As well as many of the reasons given above Clinton was also one of the greatest politicians of the 20th century. These greats are not subject to quite the same rules as lesser politicians.

I would put it slightly differently: the great politicians are able to re-cast the rules in their favour.

Yes. That’s perhaps a better way of putting it.

I disagree. It wasn’t that Clinton wasn’t subject to the same rules or recast the rules. What happened was he saw that Hart got in trouble for having an ongoing affair while he was running for President. So Clinton made sure he ended all his affairs before he started his campaign.

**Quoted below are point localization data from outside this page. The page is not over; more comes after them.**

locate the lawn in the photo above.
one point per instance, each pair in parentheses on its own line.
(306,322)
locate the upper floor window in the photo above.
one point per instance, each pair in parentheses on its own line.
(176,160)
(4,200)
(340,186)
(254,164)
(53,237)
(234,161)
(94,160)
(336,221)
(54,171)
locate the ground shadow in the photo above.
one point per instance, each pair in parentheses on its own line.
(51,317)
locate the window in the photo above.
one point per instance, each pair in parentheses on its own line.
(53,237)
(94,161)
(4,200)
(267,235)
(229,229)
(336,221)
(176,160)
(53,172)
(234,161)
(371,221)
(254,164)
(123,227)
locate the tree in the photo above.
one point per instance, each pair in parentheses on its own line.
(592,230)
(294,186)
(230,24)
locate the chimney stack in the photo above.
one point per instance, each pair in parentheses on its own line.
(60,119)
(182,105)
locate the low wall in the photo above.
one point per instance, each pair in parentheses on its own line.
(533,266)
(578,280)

An interesting what-if would be what might have happened if Hart hadn’t run for President. Clinton wouldn’t have had his example to learn from and he might have tried to carry on with his affairs. And he almost certainly would have been caught and it would have been his campaign that was killed. Would Bush have been elected to a second term? Would Jerry Brown or Paul Tsongas or Mario Cuomo have been elected instead?

I think that there was another change between when Hart committed his affair and when Clinton ran for President, too.

At the time that Hart ran, if a politician had admitted to using marijuana, he’d have been too taboo for popular support (does anybody recall Douglas Ginsburg, the Reagan Supreme Court nominee in 1987 who had to remove his name from consideration because he admitted to using marijuana?). By the time that Clinton ran, he was able to admit that he “tried” marijuana (but didn’t inhale!). We are now at a point where Obama can freely admit to earlier drug use, and it’s generally a non-issue.

So, too, perhaps with marital infidelity. In the mid-1980’s, there was still a popular illusion that politicians were supposed to be honest and faithful, and any deviation from that was a scandal that could sink a presidential run. By the early 1990’s, society may have become jaded enough that a presidential candidate who had been previously unfaithful no longer shocked the conscience.

I’m not saying that this the only change. I agree with others upthread that note that Hart was literally caught on camera with a mistress in his lap, whereas Clinton was able to water down the allegation with vague rhetoric instead of documentable proof. Hart’s affair was ongoing; Clinton’s was (apparently) in the past. Hart’s wife didn’t run to his defense; Hillary Clinton did so.

But it’s also possible that Hart (and all of the Kennedy gossip, and the rumors of GHW Bush’s dalliance with a secretary, and maybe even the mess with Clarence Thomas and Anita Hill) softened this country’s morality just enough that being a philanderer was titillating, but no longer a deal breaker.

Obligatory Bloom County strip. http://www.thecomicstrips.com/properties/bloom/art_images/cg50243f033c457.jpg

It’s not the crime, it’s the coverup. John Edwards showed that affairs can still destroy you. He lied, impugned his accusers, actually said the baby was a staffer’s… It was just too much. Clinton’s approach, admitting wrongdoing while refusing to confirm specific allegations, was a good one. Plus, he was ultra talented as a politician as others have mentioned.

One forgotten aspect of the whole “affair of the Hart” matter is that the press wasn’t following him, they were following her. Because of a phone call, supposedly from a roommate.

Following the whole scandal, Ms. Rice got a modeling contract with “No Excuses” jeans. This same company went on to give Paula Jones $25,000. (I was not aware of this little fact until just now.)

The man Ms. Rice ultimately married was Jack Hughes whom, I believe, served in the Reagan or Bush one administration is some kind of diplomatic capacity, although I’m not able to cite that right now. (I will keep looking.)

As I often say, sometimes where there’s smoke, there’s a smoke machine.